The Hatful Eight

So, I ventured forth tonight in search of popcorn, caffeine, and a movie.

What were my choices at the lovely LaGrange Theater?

Star Wars: The Force Awakens

LOOK AT ALL THAT MOTHERFUCKING LIGHTSABER ACTION

Nah, didn’t want to see it.  I saw this already.  It was pretty good.  I didn’t mind it.  It was okay.  I was not offended or horrified.  It wasn’t bad.

 

The Finest Hours

LOOK AT ALL THAT MOTHERFUCKING STORM ACTION

 

No, don’t know much about it, didn’t really wanna see it.  Hey, Disney — Mark Wahlberg and John C. Reilly and George Clooney and Mark Wahlberg called (Mark Wahlberg forgot he called the first time).  They want their mediocre storm movie from the 2000s that I never saw back.

 

The Big Short

LOOK AT ALL THAT MOTHERFUCKING WHITE GUY ACTION

 

I will probably will see this, because Brad Pitt wears glasses and has a beard.  Plus, I hate greed and corporations.  And how interesting does Brad Pitt look, anyways?  He looks like he could teach an art class at a local community college.  Still, not going to see this movie today.

 

Tonight, I wanted to see a 3-hour movie that didn’t start until 9:00pm on a Tuesday evening.  Yes, I am talking about…

THE HATEFUL EIGHT

LOOK AT ALL THOSE MOTHERFUCKING PEOPLE BOXES IN THE LOWER FOURTH OF THE MOVIE POSTER

 

I thought there were a fair amount of hats in the movie, but not enough to warrant the title “Hatful”.  Still, I liked the subtle nod to the Smiths record, as well as Kurt Russell’s character name Johnny Marr.

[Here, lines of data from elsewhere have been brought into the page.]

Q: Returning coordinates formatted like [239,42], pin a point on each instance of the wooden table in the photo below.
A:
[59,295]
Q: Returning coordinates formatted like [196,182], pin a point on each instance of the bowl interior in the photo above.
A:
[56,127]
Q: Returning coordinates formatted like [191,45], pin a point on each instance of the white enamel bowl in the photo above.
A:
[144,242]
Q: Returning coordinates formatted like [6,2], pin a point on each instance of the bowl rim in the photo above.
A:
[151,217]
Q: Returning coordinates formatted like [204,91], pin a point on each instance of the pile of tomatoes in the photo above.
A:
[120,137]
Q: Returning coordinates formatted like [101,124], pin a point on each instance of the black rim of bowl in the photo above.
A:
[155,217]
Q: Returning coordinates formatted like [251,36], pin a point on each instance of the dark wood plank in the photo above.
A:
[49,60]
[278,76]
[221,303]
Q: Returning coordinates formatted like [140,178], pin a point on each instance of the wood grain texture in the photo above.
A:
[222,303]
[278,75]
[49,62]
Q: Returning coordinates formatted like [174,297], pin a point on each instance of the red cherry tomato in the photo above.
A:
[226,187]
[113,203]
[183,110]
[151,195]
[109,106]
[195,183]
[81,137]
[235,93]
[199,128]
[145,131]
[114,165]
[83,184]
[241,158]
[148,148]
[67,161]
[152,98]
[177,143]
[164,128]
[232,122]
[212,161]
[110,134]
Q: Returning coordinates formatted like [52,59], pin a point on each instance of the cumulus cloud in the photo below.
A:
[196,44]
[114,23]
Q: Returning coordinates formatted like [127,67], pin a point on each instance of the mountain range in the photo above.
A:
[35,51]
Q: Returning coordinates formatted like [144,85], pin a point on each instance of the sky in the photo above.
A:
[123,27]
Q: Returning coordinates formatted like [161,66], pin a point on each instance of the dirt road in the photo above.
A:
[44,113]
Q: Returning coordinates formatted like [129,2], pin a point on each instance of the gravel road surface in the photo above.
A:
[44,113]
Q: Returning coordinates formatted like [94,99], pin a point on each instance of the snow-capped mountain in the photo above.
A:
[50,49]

Speaking of subtle nods, I counted some of them.

  1. The movie takes place in a cold, snowy, inhospitable environment, like John Carpenter’s The Thing.
  2. The movie takes place with a reasonably large group of people stuck together in a small, enclosed space, who increasingly distrust and suspect each other, like John Carpenter’s The Thing.
  3. The movie prominently features Kurt Russell, the star of John Carpenter’s The Thing.
  4. The movie’s soundtrack is written by Ennio Morricone, who composed the soundtrack for John Carpenter’s The Thing.
  5. Part of the movie soundtrack was actually taken from an unused piece of the soundtrack to John Carpenter’s The Thing.

No, I didn’t look up #5 on some trivia page on the IMDB.  I have the soundtrack to John Carpenter’s The Thing on COMPACT DISC.  I *RECOGNIZED* that song.

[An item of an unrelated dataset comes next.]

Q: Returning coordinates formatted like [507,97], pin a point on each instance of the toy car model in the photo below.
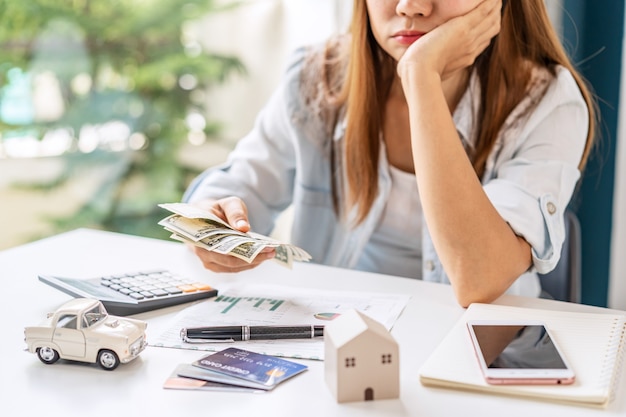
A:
[82,330]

HOW MUCH MOTHERFUCKING MONEY DID I SPEND ON CDs BACK IN THE DAY? A FAIR AMOUNT OF MONEY.

 

So, there are some hats in the movie.  And also, some hateful people.  I really don’t know how I’m supposed to have a lot of compassion or even interest for people that I find exceedingly unpleasant.  I didn’t really care about anyone.  Everyone was loud, annoying, and violent.  I imagine I would have a similar experience if I ever took up Quentin Tarantino’s offer to play paintball with him and Eli Roth in the Upper Peninsula of Michigan.  Not gonna happen, fellas.

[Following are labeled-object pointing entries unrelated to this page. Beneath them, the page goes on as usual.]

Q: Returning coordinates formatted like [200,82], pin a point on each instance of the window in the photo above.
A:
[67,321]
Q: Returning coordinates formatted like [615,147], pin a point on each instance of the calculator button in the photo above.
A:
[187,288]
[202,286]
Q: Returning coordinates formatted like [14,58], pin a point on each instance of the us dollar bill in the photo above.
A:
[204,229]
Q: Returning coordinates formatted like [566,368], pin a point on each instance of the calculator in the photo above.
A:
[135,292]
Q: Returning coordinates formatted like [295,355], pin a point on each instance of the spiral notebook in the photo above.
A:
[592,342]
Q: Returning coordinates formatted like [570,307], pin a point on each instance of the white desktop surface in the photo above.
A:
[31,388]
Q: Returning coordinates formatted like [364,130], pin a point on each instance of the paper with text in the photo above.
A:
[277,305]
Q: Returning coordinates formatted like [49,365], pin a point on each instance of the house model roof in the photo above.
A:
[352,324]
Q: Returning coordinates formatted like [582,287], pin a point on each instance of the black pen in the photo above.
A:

This felt good.  I blogged.  I did it.  If you’ll allow me one humorous gif I did not create, hey, Immortan Joe, what did you think of this, the 8th movie of Quentin Tarantino?

 

 

 

One thought on “The Hatful Eight

  1. Not my favourite either. I sat there wondering how long it would take for them to start killing each other and when Tatum Channing would be sprung on us. I was psyched to see Jennifer Jason Leigh again in anything but her main talent here seemed to be having gross teeth and looking like she knows how to take a punch. Zzz.